Google to Sell Ads Not Related to Searches
Google is today unveiling a new business model for its web advertising program.
Google, which has built a huge business out of small ads related to what people are searching for on the Internet, is now entering the larger and more competitive market of advertising for things people do not know yet that they want to buy. Starting today, Google will test changes to its advertising program that will give advertisers more control over where their ads are shown, how they pay for them and what they look like. For Internet users, the most visible change will be an expanded use of ads with graphics and animation on many of the Web sites for which Google sells advertising, rather than the short text ads that have been Google’s hallmark. For advertisers, the biggest shift will be the option to pay Google simply to show an ad on these sites to a certain number of people, rather than paying only when an Internet user clicks on the ad and is sent to the advertiser’s Web site.
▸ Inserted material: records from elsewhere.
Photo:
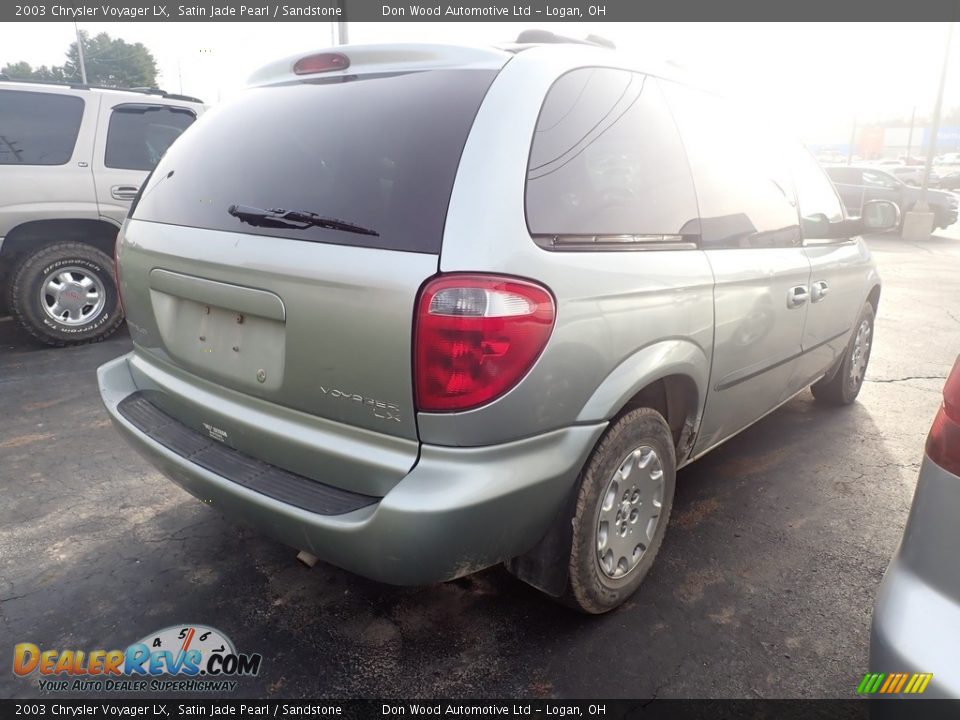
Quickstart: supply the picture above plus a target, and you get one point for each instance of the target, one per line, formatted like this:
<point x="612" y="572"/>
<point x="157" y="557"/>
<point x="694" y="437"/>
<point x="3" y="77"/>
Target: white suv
<point x="72" y="159"/>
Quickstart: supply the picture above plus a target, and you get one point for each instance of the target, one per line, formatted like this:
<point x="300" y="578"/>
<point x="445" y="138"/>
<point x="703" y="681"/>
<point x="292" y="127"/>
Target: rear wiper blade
<point x="294" y="219"/>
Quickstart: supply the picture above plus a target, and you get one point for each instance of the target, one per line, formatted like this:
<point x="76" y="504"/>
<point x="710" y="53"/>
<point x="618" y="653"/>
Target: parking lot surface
<point x="763" y="588"/>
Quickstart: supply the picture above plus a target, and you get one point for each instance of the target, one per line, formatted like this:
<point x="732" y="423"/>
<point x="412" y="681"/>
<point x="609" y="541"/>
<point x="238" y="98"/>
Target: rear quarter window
<point x="745" y="186"/>
<point x="139" y="134"/>
<point x="377" y="151"/>
<point x="38" y="128"/>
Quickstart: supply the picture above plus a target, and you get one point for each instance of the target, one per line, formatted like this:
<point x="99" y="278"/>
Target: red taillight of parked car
<point x="475" y="337"/>
<point x="943" y="442"/>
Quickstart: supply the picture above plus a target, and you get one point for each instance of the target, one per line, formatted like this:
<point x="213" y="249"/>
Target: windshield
<point x="377" y="152"/>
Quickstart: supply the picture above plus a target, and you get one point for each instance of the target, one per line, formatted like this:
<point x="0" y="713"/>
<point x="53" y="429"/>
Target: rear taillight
<point x="943" y="442"/>
<point x="475" y="337"/>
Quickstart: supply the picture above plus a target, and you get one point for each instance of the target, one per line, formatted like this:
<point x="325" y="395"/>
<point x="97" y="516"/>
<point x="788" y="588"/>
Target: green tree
<point x="18" y="71"/>
<point x="111" y="62"/>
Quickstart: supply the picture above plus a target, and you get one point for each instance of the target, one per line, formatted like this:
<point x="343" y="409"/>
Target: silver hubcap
<point x="72" y="296"/>
<point x="861" y="352"/>
<point x="629" y="512"/>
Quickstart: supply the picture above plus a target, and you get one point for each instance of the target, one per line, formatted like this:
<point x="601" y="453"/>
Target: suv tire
<point x="624" y="501"/>
<point x="843" y="385"/>
<point x="81" y="304"/>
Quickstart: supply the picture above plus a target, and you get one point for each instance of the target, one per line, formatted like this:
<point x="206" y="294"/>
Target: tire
<point x="628" y="443"/>
<point x="842" y="386"/>
<point x="80" y="277"/>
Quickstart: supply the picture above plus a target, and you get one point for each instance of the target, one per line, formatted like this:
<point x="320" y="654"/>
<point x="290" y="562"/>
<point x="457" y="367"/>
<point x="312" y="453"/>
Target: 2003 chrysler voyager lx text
<point x="418" y="310"/>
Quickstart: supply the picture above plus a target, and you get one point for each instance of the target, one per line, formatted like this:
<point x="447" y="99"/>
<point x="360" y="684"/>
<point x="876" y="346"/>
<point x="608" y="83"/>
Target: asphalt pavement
<point x="763" y="588"/>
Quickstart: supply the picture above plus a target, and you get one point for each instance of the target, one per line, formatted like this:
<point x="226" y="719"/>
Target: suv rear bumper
<point x="458" y="510"/>
<point x="916" y="619"/>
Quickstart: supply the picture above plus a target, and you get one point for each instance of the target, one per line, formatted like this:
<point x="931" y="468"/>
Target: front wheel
<point x="843" y="386"/>
<point x="64" y="294"/>
<point x="623" y="505"/>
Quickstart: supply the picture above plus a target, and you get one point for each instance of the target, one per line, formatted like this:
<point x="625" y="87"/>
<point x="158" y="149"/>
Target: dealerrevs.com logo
<point x="182" y="658"/>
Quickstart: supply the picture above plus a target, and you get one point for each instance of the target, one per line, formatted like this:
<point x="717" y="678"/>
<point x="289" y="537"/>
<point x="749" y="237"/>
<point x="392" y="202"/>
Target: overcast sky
<point x="813" y="75"/>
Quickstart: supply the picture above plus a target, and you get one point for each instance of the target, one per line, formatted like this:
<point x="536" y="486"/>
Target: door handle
<point x="818" y="291"/>
<point x="797" y="296"/>
<point x="124" y="192"/>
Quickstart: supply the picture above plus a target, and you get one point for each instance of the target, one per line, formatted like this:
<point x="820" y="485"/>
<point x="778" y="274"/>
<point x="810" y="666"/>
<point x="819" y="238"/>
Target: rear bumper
<point x="457" y="511"/>
<point x="916" y="620"/>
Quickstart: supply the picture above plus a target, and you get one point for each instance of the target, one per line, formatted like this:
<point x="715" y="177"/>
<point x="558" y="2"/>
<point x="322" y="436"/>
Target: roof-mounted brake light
<point x="321" y="62"/>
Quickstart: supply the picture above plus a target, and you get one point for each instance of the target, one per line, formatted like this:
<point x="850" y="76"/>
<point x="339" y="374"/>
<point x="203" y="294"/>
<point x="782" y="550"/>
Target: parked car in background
<point x="916" y="620"/>
<point x="912" y="174"/>
<point x="859" y="184"/>
<point x="950" y="181"/>
<point x="337" y="341"/>
<point x="72" y="159"/>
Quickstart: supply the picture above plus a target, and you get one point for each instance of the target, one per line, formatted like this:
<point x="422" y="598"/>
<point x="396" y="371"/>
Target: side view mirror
<point x="880" y="215"/>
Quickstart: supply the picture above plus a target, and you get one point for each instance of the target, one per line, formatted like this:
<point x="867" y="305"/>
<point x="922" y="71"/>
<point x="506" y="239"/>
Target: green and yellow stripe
<point x="894" y="683"/>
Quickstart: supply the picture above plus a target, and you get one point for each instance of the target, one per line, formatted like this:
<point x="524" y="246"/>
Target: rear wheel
<point x="843" y="386"/>
<point x="64" y="294"/>
<point x="624" y="502"/>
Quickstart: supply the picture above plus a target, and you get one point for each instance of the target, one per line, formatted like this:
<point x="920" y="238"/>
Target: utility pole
<point x="83" y="68"/>
<point x="342" y="36"/>
<point x="932" y="144"/>
<point x="913" y="117"/>
<point x="853" y="139"/>
<point x="918" y="222"/>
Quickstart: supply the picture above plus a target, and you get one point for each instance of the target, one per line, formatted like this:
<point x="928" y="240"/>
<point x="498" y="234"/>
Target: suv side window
<point x="818" y="200"/>
<point x="139" y="134"/>
<point x="846" y="175"/>
<point x="743" y="178"/>
<point x="607" y="160"/>
<point x="872" y="178"/>
<point x="38" y="128"/>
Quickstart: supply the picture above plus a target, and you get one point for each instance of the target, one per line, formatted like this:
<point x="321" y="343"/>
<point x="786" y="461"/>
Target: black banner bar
<point x="535" y="11"/>
<point x="205" y="707"/>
Pay-per-click ads have grown rapidly because they are an economical way for companies to attract traffic, especially to sites where sales can be consummated. But some marketers simply want to build awareness of their products and brands as users surf, and do not need to lure people to their Web sites.
For now, Google is not selling these so-called branding ads on Google.com or any of its Web sites. The new program is for Google’s large but somewhat less visible business of selling advertisements that appear on thousands of other sites, ranging from small blogs to sites of major publishers, including The New York Times. Sites may choose not to participate, especially the larger companies that are wary of having Google competing with their own sales operations for their own sites.
Interesting. OTB and scads of blogs participate in Google’s AdSense programs. For less trafficked blogs, which have a difficult time attracting BlogAd buyers, it’s the only way to generate revenue from their sites. One wonders how this will impact that.